With a better understanding of customers comes the ability to better personalize customer service experiences. In the next few years, we'll see an increased focus on hyper-personalization and curation.

"Personalization comes with a responsibility. Companies today have so much data about individuals, so how you use that data is important. In order to reach audiences, consumers have to feel there is value-added," says Harvard Professor Sunil Gupta

"If there are too many options, consumers end up confused and won't choose anything. Curation is ever more important."

#12. Businesses will take rethink customer satisfaction metrics

Finally, the changes we've discussed so far will cause businesses to rethink customer satisfaction metrics. We used to measure customer satisfaction through how quickly an agent answered the phone and gave a response, but that is changing quickly. 

As we rely on automation to deliver immediacy and convenience, we'll rely on humans to add more empathy and creativity. Customer satisfaction and success will look different depending on the context.

We saw that empathy, in particular, was a key driver of customer satisfaction during the COVID-19 pandemic. In fact, many brands began measuring empathy to gain a better understanding of how they were performing. 

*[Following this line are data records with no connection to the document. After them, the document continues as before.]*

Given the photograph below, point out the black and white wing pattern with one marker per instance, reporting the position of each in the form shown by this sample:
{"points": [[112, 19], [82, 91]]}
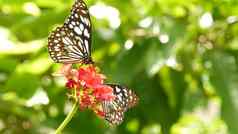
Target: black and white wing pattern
{"points": [[114, 110], [71, 43]]}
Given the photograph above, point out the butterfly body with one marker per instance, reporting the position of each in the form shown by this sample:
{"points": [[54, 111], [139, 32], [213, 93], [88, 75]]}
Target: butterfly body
{"points": [[71, 43], [124, 99]]}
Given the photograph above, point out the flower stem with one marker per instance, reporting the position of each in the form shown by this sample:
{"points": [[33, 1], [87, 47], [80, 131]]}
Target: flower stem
{"points": [[68, 118]]}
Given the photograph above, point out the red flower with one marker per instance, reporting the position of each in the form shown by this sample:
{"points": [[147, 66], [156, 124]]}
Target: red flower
{"points": [[89, 78], [89, 85], [71, 84]]}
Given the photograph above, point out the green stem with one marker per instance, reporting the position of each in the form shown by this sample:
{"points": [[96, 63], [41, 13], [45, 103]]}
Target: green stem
{"points": [[68, 118]]}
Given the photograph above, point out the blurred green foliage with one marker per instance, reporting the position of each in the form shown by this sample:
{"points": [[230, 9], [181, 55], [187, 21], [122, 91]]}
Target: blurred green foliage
{"points": [[180, 56]]}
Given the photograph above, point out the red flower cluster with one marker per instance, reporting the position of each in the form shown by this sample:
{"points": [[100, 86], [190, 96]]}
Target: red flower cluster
{"points": [[89, 85]]}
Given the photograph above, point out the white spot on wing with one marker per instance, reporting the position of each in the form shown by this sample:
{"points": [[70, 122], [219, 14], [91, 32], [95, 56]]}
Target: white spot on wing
{"points": [[86, 33], [77, 30]]}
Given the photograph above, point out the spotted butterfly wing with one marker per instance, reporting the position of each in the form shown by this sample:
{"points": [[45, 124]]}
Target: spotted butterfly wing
{"points": [[124, 99], [71, 43]]}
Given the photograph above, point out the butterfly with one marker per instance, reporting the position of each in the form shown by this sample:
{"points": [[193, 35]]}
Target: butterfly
{"points": [[71, 43], [124, 99]]}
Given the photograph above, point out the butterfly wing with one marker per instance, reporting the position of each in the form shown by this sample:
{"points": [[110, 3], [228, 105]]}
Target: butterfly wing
{"points": [[71, 43], [114, 110]]}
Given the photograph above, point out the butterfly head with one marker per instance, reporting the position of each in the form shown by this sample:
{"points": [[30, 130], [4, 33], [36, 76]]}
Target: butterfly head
{"points": [[88, 60]]}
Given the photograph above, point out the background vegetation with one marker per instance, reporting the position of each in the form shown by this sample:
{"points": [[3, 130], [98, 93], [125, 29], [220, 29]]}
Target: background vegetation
{"points": [[180, 56]]}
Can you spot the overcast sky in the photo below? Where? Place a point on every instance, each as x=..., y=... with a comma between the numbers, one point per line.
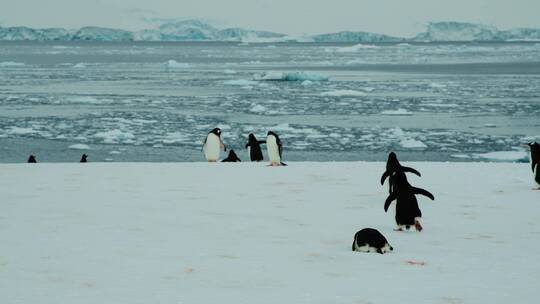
x=395, y=17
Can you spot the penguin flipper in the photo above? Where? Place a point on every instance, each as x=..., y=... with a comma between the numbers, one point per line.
x=384, y=176
x=409, y=169
x=423, y=192
x=389, y=200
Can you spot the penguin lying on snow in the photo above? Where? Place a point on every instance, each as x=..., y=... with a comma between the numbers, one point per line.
x=370, y=240
x=535, y=162
x=407, y=211
x=213, y=145
x=392, y=166
x=254, y=148
x=275, y=149
x=231, y=158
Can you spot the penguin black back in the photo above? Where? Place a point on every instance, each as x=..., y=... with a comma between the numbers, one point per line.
x=407, y=210
x=535, y=154
x=231, y=158
x=255, y=152
x=392, y=166
x=370, y=240
x=535, y=161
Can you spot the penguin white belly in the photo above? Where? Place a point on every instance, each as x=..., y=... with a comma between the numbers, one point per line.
x=535, y=175
x=212, y=147
x=273, y=150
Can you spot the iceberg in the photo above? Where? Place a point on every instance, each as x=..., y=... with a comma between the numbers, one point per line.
x=290, y=76
x=173, y=64
x=341, y=93
x=356, y=48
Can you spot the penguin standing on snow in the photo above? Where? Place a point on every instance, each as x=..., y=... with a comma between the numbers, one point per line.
x=213, y=145
x=275, y=149
x=232, y=158
x=407, y=211
x=392, y=166
x=84, y=158
x=535, y=161
x=254, y=148
x=371, y=240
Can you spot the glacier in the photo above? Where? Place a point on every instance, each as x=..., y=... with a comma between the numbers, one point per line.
x=196, y=30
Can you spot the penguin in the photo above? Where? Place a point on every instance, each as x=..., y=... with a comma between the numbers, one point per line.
x=213, y=145
x=232, y=158
x=275, y=149
x=393, y=165
x=254, y=148
x=535, y=162
x=370, y=240
x=407, y=211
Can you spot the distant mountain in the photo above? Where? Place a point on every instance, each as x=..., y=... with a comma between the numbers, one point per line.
x=461, y=31
x=355, y=37
x=195, y=30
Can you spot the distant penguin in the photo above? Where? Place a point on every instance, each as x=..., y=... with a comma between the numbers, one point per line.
x=535, y=161
x=407, y=211
x=213, y=145
x=254, y=147
x=232, y=158
x=393, y=165
x=370, y=240
x=275, y=149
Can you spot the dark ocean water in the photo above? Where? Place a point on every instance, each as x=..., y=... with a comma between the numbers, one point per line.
x=156, y=101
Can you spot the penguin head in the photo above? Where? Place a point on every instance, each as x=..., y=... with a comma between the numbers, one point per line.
x=216, y=131
x=534, y=146
x=386, y=248
x=400, y=178
x=392, y=156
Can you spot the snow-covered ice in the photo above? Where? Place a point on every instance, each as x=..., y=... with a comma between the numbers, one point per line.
x=504, y=155
x=341, y=93
x=290, y=76
x=79, y=147
x=247, y=233
x=396, y=112
x=173, y=64
x=356, y=48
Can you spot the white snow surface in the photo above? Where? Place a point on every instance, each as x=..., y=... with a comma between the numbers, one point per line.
x=341, y=93
x=503, y=155
x=79, y=147
x=355, y=48
x=248, y=233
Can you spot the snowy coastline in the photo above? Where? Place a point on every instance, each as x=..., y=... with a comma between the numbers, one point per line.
x=247, y=233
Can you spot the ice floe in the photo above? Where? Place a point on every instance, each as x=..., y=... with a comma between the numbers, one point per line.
x=79, y=147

"Amid the challenges of the pandemic, customer care centers have all but done away with any metrics around call duration and are actively encouraging agents to spend more time on the phone with clients, says Adrian Swinscoe, customer experience consultant and advisor.

"While empathy has not been an operational performance metric in the past, it absolutely is prime area of focus now and will continue to be. In an effort to measure empathy, many companies are adding empathy-specific questions to their post-call surveys."